"So you like him too much to stand in his way," he said, meditatively. "How does your father look at it?"
"He wants the Lieutenant to marry me. He says he will fix it up all right; but he doesn't understand. How could he?"
"You are doing just right," concurred the man, hypocritically, "and you'll live to be glad you stood out." Now that both his enemies desired this thing, he was set on preventing it, regardless of the girl. "How did the Lieutenant take it when you refused him?"
"He wouldn't take it at all. He only laughed and declared he would marry me, anyhow." The very thought thrilled her.
"Does he knew you love him?"
The tender, sobbing laugh she gave was ample answer.
"Well, what's your plan?"
"I—I—I don't know. I am so torn and twisted with it all that I can't plan, but I have thought I—ought—to go—away."

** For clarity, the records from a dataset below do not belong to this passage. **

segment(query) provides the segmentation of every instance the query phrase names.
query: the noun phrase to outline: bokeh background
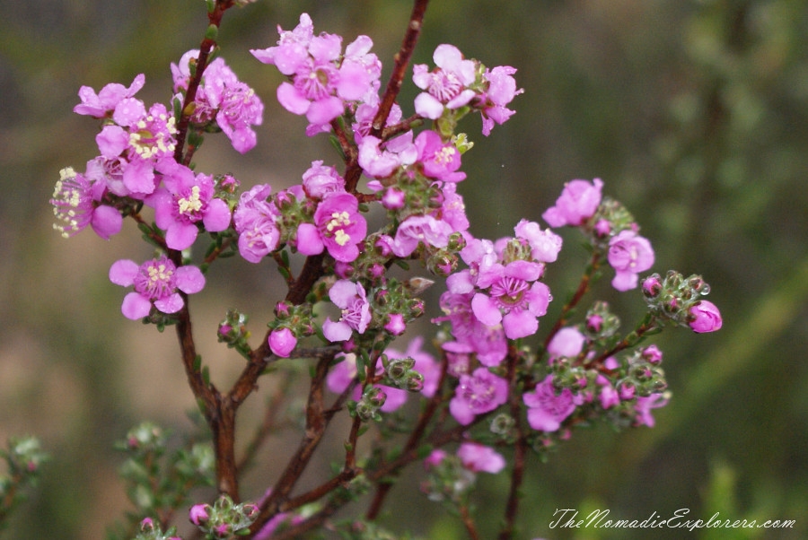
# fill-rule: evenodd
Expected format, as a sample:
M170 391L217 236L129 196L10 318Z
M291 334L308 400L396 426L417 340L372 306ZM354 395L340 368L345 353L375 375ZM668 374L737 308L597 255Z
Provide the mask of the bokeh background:
M370 35L385 63L403 35L404 0L259 0L228 12L223 55L266 105L259 145L238 155L209 137L202 170L246 186L299 182L312 160L336 163L322 135L274 101L280 76L249 48L277 39L303 11L317 31L346 43ZM142 259L131 223L109 242L51 229L48 199L58 170L95 155L95 122L72 113L83 84L128 84L138 73L146 102L167 101L169 64L198 47L206 24L198 0L0 0L0 440L40 437L51 461L12 519L7 538L103 538L130 509L114 441L140 420L181 434L193 407L171 331L125 319L124 291L107 280L118 258ZM546 463L532 459L522 538L802 538L808 535L808 4L804 0L434 0L415 60L452 43L489 66L518 68L517 114L463 158L472 232L508 234L539 220L566 180L600 177L634 213L656 250L654 270L700 273L724 315L721 332L667 332L656 340L673 399L657 425L615 433L576 431ZM405 114L414 91L403 93ZM549 280L563 299L583 255L574 235ZM213 337L226 308L248 311L262 335L281 295L268 266L232 260L194 299L196 333L213 377L226 386L241 360ZM638 292L597 292L627 324ZM557 302L559 303L559 302ZM555 306L558 309L559 306ZM436 309L435 305L430 308ZM436 311L431 312L433 315ZM218 379L217 379L218 378ZM245 433L271 394L242 415ZM291 439L262 449L282 461ZM342 435L332 433L339 446ZM328 470L322 466L323 471ZM417 467L412 469L417 470ZM269 465L246 479L257 496ZM492 537L505 478L480 479L478 511ZM413 488L415 482L410 482ZM384 523L425 538L462 538L454 518L402 486ZM620 518L677 509L708 518L795 519L791 530L564 531L556 509ZM182 521L182 519L180 519Z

"Good!" he said, quickly, but his acquiescence, instead of soothing her, had the contrary effect, and she burst out impulsively:
"Oh—I can't—I can't! I can't go away and never see him! I can't do it! I want to stay where he is!" She had been holding herself in stubbornly, but at last gave way with reckless abandon. "Why wasn't I born white like other girls? I've never felt like an Indian. I've always dreamed and fancied I was different, and I am, in my soul—I know I am! The white is so strong in me that it has killed the red, and I'm one of father's people. I'm not like the other two; they are brown and silent, and as cold as little toads; but I'm white and full of life, all over. They never see the men and women that I see in my dreams. They never have my visions of the beautiful snow-white mother, with the tender mouth and the sad eyes that always smile at me."